Wybić się wysoko w gore, gdy ktoś obedrze nas z piór sensu życia. Połamie skrzydła wolności i radości. Czujemy się, jakbyśmy byli sami. Pośrodku mroku i ciszy. Wśród własnych krzyków i łez. Nie wolno nam zapomnieć o tym co jeszcze nas czeka. Ile przed nami lotów wśród błękitów i zachodów Słońca. Wiec każdego ranka odrywam się od ziemi. Rozkładam skrzydła i unoszę się wysoko, ponad czas, ponad zło i ból. Nabieram wiatru nadziei. Swoje ręce zatapiam wysoko w błękicie. Otulmy chmury marzeń i z podniesiona głowa lecimy ku sloncu, naszemu największemu marzeniu - nawet gdy oznacza ono tyle co dla Ikara.

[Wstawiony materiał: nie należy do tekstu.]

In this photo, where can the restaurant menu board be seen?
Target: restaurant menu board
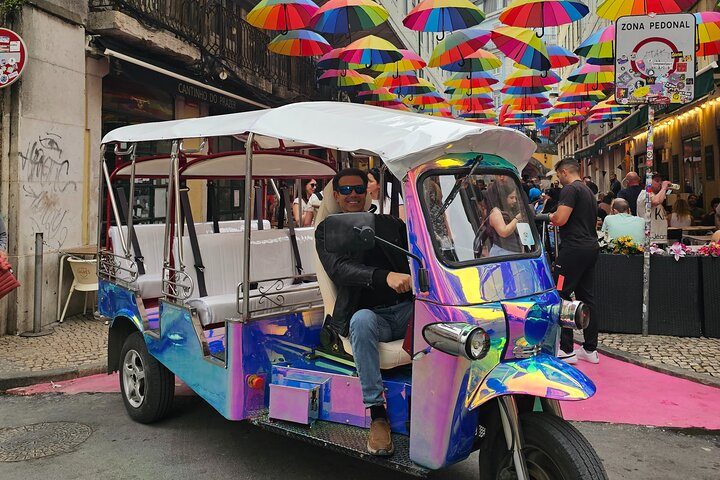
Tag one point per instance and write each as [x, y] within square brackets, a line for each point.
[655, 59]
[13, 57]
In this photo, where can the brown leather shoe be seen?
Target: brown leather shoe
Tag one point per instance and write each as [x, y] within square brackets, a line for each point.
[379, 439]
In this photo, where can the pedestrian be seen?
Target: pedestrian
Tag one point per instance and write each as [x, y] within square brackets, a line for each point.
[622, 224]
[575, 265]
[681, 216]
[615, 185]
[631, 191]
[658, 218]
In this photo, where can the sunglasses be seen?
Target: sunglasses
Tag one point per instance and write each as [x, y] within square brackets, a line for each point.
[347, 189]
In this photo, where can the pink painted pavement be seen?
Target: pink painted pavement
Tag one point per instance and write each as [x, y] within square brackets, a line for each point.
[626, 393]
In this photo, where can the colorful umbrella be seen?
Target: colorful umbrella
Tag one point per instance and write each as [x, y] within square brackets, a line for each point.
[459, 45]
[410, 61]
[477, 61]
[614, 9]
[299, 43]
[543, 13]
[561, 57]
[283, 15]
[345, 16]
[371, 50]
[523, 46]
[443, 16]
[708, 33]
[599, 48]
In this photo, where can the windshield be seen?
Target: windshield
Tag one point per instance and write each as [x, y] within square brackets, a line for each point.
[478, 216]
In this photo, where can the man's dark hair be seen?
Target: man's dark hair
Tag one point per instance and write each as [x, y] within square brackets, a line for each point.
[348, 172]
[569, 164]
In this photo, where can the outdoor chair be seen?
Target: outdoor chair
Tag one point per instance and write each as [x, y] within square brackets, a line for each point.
[84, 280]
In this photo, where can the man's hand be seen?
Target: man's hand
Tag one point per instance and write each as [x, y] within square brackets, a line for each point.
[400, 282]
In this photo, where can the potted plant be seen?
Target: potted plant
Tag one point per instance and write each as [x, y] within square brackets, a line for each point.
[709, 256]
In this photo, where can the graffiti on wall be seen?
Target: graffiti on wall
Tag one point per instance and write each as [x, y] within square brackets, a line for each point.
[44, 164]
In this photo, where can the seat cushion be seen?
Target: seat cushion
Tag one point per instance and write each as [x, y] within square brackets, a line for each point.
[217, 308]
[391, 353]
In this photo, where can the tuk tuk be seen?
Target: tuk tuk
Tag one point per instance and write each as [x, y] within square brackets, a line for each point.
[235, 309]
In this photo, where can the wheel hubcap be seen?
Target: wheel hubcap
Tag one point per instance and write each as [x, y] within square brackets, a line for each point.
[133, 373]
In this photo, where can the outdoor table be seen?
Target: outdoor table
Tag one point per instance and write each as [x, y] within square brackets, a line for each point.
[82, 251]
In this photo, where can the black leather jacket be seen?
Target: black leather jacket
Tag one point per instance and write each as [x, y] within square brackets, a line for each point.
[351, 275]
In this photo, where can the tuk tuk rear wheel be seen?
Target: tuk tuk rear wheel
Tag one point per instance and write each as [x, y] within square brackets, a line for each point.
[147, 386]
[553, 448]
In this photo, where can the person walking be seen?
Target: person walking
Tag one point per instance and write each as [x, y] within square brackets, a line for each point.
[575, 265]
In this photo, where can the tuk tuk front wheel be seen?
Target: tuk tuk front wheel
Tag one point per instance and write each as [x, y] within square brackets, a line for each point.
[147, 386]
[553, 448]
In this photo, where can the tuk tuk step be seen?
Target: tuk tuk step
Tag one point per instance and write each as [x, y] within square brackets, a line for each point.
[346, 439]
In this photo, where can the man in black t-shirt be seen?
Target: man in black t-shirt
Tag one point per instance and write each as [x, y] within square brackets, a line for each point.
[575, 265]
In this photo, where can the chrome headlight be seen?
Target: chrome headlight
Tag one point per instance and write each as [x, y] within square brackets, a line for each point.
[574, 314]
[459, 339]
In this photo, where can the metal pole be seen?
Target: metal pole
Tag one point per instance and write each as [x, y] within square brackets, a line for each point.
[649, 157]
[37, 308]
[248, 226]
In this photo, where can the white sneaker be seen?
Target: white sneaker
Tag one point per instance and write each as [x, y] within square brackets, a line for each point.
[583, 354]
[569, 358]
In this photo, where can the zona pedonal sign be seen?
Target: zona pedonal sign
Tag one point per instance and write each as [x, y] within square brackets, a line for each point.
[655, 59]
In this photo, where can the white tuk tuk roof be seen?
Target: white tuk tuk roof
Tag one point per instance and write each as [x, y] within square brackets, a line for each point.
[403, 140]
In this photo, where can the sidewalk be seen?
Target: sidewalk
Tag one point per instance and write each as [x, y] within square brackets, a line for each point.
[75, 348]
[78, 347]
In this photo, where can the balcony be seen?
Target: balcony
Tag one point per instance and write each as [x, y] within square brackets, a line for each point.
[208, 35]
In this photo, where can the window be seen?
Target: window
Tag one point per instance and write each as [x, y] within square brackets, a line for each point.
[478, 217]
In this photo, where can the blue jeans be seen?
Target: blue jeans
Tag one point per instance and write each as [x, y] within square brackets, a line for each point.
[367, 329]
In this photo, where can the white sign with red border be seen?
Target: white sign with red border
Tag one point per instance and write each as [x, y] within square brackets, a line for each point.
[655, 59]
[13, 57]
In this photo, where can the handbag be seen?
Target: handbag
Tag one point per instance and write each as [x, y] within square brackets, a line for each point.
[8, 282]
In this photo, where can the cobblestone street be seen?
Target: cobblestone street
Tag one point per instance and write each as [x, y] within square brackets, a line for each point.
[78, 342]
[700, 355]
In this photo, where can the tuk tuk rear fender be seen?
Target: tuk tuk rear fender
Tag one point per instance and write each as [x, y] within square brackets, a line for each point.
[540, 376]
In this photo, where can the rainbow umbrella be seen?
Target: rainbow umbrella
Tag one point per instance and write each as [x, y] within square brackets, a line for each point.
[708, 33]
[614, 9]
[443, 16]
[543, 13]
[522, 46]
[345, 16]
[371, 50]
[410, 61]
[561, 57]
[472, 80]
[477, 61]
[458, 45]
[283, 15]
[599, 48]
[299, 43]
[390, 80]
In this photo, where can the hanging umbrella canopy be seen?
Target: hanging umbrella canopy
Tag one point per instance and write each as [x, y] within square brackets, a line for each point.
[458, 45]
[543, 13]
[476, 61]
[614, 9]
[391, 80]
[599, 48]
[283, 15]
[299, 43]
[371, 50]
[443, 16]
[523, 46]
[472, 80]
[531, 78]
[593, 74]
[561, 57]
[708, 33]
[410, 61]
[345, 16]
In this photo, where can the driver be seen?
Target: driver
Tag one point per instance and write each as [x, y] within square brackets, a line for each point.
[374, 299]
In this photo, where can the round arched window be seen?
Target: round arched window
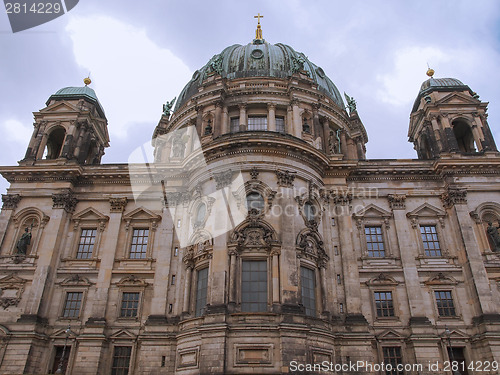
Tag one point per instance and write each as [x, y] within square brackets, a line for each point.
[310, 211]
[255, 201]
[200, 214]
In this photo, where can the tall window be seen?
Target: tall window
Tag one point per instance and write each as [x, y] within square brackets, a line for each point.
[444, 302]
[86, 244]
[121, 360]
[72, 304]
[308, 289]
[374, 242]
[235, 125]
[280, 124]
[139, 243]
[383, 303]
[392, 356]
[130, 304]
[254, 286]
[257, 123]
[430, 240]
[201, 291]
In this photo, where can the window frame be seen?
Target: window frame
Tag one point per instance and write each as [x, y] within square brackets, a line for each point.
[139, 303]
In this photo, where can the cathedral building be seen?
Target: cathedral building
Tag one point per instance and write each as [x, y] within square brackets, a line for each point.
[255, 237]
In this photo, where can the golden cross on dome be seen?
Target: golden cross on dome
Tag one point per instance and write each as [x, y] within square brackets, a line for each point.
[258, 32]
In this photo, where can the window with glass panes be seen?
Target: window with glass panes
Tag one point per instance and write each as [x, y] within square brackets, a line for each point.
[86, 243]
[257, 123]
[392, 356]
[72, 304]
[308, 289]
[121, 360]
[130, 304]
[383, 303]
[201, 291]
[280, 124]
[139, 244]
[254, 285]
[430, 240]
[374, 242]
[235, 125]
[444, 302]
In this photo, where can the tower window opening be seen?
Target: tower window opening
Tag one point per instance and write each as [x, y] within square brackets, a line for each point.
[54, 144]
[257, 123]
[464, 136]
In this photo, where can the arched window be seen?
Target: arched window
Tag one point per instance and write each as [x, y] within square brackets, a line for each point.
[310, 211]
[463, 134]
[54, 143]
[255, 201]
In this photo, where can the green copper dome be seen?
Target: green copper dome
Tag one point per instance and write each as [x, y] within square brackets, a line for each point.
[72, 93]
[260, 60]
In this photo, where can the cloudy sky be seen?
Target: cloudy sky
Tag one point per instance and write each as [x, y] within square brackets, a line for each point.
[141, 53]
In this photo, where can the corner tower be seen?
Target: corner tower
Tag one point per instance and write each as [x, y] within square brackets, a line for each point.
[71, 128]
[449, 118]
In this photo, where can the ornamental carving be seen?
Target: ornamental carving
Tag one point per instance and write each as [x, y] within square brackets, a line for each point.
[10, 201]
[11, 290]
[397, 201]
[64, 200]
[454, 196]
[223, 179]
[285, 178]
[117, 204]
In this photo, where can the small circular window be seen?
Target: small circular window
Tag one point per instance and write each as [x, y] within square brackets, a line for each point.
[200, 213]
[310, 211]
[255, 201]
[257, 53]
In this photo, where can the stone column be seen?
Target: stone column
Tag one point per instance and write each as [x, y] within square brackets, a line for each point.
[243, 117]
[408, 249]
[232, 276]
[163, 254]
[297, 120]
[109, 242]
[187, 288]
[225, 121]
[349, 259]
[343, 144]
[271, 116]
[199, 121]
[455, 200]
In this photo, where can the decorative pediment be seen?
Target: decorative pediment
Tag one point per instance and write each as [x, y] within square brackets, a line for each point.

A wszystko po to, aby w ciszy poranka usłyszeć muzykę zaklętego motyla - w grubym szkle zamknęła go noc, ale swit go obudzi i ogrzeje Słońcem jego zimne ręce.
------------------------------------------------------------
Kompletny brak czasu. Bardzo duzo nauki, nieprzespane noce daja się we znaki. Na dokładkę jakaś depresja mnie meczy, brak motywacji do jakiekolwiek działania. Wszystko mnie irytuje.